Someone recently asked me, as a sort of rhetorical exercise, if I could make the best possible case for behavorism. By behaviorism my friend and I both understood the same thing, the view that mind is only a name for the collection of predictable behaviors exhibited by certain physical organisms, and that it is confused or just meaningless to speak of a mind as some sort of entity inside of or transcending that organism, and directing its actions.
To be clear, my friend and I both reject behaviorism so understood, but the challenge was to make the best case I could for it anyway.
As someone who once trained in the art of advocacy, I found the challenge irresistable.
I answered that I would in that case make three points:
1. Behaviorists are the knights of Ockham's razor. They want to eliminate entities that are unnecessary and non-explanatory from scientific discussion. Suppose we see a boy standing in front of a strawberry bush. He plucks and eats a strawberry. I say to you, "He must have believed that the strawberry would be tasty." In such a case, you might well suspect that I haven't really reached any conclusion from the boy's behavior at all. I have simply re-stated the physical fact in other words. We can shave off this reference to "belief" with our razor.
2. Behaviorism is a natural tendency of those who oppose innatism. The "innatist" view is that much about our human behavior was determined before we are born, perhaps by the genetic luggage bestowed at the moment of conception. Perhaps even (if you believe in reincarnation) by events prior to that. Behaviorism on the contrary directs our psychologizing focus away from any early luggage and towards the interaction of boy and strawberries, dog and meat and bell, born organism and world. Thus, it is the most heartily anti-innatist view available. This is why Chomsky, a thorough innatist on the specific issue of language, wrote such a scathing review of Skinner's book on "verbal behaviour."
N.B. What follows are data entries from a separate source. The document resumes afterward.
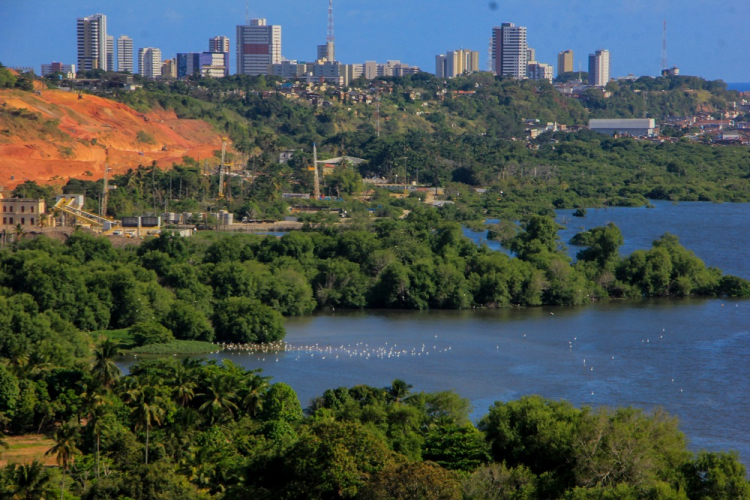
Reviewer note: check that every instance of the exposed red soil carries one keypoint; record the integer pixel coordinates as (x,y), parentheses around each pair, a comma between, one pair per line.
(76,147)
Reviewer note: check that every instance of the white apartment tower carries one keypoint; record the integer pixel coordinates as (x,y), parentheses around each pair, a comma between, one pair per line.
(599,68)
(258,47)
(218,44)
(110,53)
(92,42)
(456,63)
(510,50)
(149,62)
(125,54)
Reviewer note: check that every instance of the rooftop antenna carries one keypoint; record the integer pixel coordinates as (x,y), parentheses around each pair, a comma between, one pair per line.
(664,47)
(489,56)
(330,39)
(315,167)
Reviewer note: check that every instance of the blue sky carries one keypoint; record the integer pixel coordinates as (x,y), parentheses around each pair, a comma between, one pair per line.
(708,38)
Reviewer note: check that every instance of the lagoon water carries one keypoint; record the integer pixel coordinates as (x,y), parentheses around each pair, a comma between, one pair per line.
(688,356)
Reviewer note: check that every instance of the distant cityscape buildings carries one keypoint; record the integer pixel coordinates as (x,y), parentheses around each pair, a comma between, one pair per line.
(125,54)
(510,50)
(599,68)
(110,53)
(565,62)
(68,70)
(258,47)
(149,62)
(456,63)
(92,42)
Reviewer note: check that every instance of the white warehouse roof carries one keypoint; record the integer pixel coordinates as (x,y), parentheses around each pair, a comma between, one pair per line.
(622,123)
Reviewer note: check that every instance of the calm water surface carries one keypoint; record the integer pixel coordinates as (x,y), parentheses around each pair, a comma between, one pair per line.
(688,356)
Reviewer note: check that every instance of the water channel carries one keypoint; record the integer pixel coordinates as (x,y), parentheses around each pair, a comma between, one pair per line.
(688,356)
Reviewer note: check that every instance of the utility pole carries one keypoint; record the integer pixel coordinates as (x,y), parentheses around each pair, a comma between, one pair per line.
(221,169)
(315,167)
(664,47)
(105,191)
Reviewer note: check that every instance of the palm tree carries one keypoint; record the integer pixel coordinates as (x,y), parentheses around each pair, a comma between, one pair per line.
(148,409)
(257,387)
(65,450)
(31,482)
(94,405)
(399,390)
(218,397)
(19,232)
(182,386)
(104,366)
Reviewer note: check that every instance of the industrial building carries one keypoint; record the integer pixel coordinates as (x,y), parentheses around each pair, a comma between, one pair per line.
(23,211)
(636,127)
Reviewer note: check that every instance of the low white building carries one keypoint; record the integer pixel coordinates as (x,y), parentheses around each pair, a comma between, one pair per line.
(636,127)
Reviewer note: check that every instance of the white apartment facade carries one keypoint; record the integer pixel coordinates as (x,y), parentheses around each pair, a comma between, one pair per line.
(125,54)
(92,42)
(510,50)
(149,62)
(599,68)
(258,47)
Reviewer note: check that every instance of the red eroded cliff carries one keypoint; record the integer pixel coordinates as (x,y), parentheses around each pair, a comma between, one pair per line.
(50,136)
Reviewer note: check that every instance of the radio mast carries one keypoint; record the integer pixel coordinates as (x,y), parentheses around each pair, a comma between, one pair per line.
(664,47)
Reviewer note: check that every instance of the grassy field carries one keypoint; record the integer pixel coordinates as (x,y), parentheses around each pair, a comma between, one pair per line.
(23,449)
3. Behaviorism is consistent with and is encouraged by a certain picture of society and of social or political progress, the vision expounded in Skinner's book WALDEN TWO. The good life consists of a list of good things that are true of some lives and, alas, untrue of others: health, a minimum of unpleasant labor, satisfying personal contacts, and so forth. A society that has more people who enjoy these good things is always better than a society that has fewer of them. Further (implicit in any utopian view) the good things are consistent with one another. You don't have to sacrifice any of them for the benefit of the others.
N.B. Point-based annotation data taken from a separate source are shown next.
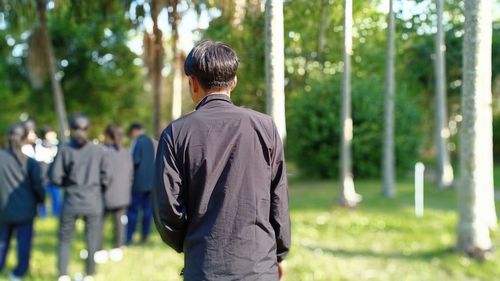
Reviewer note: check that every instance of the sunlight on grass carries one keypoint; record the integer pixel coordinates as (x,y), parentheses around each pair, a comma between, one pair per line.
(380,240)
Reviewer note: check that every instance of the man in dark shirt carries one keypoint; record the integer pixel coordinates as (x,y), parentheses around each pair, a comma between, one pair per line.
(221,193)
(82,170)
(143,153)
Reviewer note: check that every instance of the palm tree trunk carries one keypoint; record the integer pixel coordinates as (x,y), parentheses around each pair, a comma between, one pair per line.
(388,177)
(275,65)
(156,69)
(445,170)
(348,195)
(476,194)
(323,27)
(56,85)
(239,12)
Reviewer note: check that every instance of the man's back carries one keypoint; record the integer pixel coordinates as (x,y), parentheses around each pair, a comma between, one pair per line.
(143,154)
(225,180)
(82,171)
(20,188)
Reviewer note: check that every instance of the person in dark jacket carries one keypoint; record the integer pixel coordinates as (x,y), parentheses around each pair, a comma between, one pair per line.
(20,191)
(117,195)
(81,169)
(221,193)
(143,153)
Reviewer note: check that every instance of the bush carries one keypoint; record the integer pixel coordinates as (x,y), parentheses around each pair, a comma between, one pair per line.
(313,141)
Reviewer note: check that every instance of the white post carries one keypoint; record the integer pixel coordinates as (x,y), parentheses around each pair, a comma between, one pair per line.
(419,189)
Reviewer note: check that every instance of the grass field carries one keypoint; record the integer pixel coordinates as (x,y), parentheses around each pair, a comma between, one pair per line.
(380,240)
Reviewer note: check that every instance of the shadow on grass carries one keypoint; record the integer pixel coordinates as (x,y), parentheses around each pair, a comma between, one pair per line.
(323,194)
(422,255)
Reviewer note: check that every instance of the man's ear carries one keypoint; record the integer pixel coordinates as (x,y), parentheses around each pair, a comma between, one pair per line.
(195,85)
(235,82)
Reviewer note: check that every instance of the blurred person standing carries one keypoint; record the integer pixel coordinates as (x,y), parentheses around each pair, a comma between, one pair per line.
(29,146)
(20,191)
(143,154)
(82,170)
(117,195)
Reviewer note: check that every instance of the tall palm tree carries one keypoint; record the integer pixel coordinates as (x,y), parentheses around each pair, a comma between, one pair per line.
(157,54)
(348,195)
(275,64)
(445,170)
(476,194)
(177,64)
(57,91)
(388,175)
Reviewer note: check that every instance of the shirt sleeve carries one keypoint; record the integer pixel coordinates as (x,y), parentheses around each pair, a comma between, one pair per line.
(105,171)
(280,213)
(57,170)
(36,181)
(169,208)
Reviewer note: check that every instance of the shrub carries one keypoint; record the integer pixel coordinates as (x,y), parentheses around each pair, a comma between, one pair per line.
(313,141)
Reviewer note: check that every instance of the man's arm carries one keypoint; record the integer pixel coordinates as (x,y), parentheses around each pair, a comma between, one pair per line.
(280,213)
(105,171)
(169,210)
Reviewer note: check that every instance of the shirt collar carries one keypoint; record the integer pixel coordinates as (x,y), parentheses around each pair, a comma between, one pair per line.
(213,97)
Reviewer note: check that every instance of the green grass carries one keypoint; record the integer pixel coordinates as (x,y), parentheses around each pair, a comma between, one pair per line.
(380,240)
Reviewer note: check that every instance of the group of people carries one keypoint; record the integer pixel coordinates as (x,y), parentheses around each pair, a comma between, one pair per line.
(218,187)
(85,180)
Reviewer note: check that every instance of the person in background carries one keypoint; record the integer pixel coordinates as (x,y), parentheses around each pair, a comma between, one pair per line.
(20,191)
(117,195)
(82,170)
(45,152)
(29,146)
(143,153)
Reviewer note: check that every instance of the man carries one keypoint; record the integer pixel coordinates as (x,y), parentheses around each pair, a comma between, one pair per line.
(143,154)
(20,191)
(221,193)
(81,168)
(45,152)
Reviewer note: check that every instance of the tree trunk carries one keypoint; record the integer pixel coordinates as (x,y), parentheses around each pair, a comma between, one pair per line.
(157,66)
(348,195)
(323,27)
(56,85)
(476,193)
(445,170)
(177,79)
(275,64)
(239,12)
(388,177)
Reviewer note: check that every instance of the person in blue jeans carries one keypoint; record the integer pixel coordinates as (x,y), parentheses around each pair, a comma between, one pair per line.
(143,155)
(20,191)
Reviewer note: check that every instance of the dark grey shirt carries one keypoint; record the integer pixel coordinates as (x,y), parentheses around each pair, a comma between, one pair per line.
(221,193)
(122,171)
(83,172)
(143,154)
(20,188)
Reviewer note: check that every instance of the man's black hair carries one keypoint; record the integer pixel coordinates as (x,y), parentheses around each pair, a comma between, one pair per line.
(134,126)
(214,64)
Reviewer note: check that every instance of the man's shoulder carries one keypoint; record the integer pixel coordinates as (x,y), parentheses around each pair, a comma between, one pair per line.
(254,114)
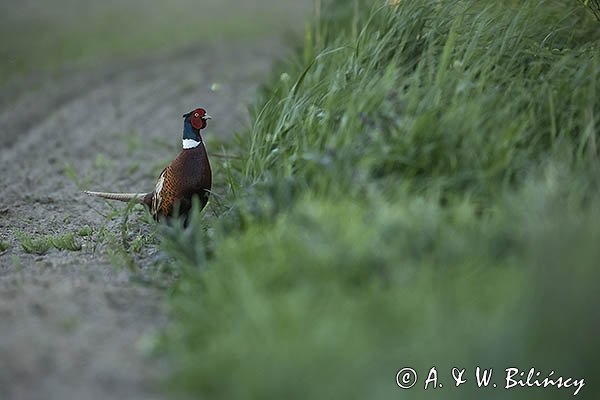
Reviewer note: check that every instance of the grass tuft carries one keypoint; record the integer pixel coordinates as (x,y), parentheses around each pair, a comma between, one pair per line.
(41,244)
(419,187)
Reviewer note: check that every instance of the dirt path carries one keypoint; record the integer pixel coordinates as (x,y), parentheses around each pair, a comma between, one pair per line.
(72,326)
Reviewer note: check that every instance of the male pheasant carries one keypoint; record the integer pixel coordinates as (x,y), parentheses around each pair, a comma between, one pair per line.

If this is your vision of society and the good life, then you may well draw the inference that an elite of scientifically informed people can direct a broader population accordingly.
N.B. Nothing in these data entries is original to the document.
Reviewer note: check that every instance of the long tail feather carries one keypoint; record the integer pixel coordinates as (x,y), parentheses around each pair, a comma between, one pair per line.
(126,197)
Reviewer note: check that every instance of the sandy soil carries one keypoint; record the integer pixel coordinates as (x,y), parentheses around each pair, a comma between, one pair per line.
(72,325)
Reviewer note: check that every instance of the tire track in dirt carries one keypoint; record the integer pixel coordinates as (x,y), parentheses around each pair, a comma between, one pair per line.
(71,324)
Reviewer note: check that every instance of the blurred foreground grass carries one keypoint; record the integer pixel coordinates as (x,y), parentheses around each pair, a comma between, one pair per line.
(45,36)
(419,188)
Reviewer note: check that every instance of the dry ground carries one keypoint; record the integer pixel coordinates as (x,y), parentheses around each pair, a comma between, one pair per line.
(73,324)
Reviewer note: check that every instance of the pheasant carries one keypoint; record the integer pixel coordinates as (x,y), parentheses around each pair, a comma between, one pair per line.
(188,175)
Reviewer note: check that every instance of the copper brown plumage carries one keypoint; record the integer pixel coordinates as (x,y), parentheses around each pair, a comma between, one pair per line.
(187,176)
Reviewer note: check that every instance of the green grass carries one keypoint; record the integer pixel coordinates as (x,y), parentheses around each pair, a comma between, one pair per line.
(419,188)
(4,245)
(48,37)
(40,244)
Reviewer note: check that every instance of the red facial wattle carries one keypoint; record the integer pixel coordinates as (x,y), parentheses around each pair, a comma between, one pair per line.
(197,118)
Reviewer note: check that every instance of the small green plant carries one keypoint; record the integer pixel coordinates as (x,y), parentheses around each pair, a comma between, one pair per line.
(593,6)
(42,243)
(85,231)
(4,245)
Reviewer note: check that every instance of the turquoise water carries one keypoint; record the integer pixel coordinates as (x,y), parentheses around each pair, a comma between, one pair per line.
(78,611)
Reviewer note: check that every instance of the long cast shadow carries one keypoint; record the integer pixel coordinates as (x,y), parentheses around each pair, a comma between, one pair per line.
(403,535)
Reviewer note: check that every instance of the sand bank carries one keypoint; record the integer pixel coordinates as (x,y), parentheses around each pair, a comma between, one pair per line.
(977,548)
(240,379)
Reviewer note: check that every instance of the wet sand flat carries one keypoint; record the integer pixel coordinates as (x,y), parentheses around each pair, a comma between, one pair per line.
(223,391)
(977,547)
In that case, you'll naturally look for the sort of science they can use in that endeavor, and you will find it in behavioralism. Notice that the spelling of behavioralism (which I'm using as the scientific term) is a little different from the spelling of behaviorism (the philosophical term). Nonetheless, they are natural concomitants. In my capacity as an advocate, I would say that any view of the mind-body problem that exceeds or contradicts behaviorism is in danger of undermining the good that the behavioralist scientists, as an elite, could otherwise do.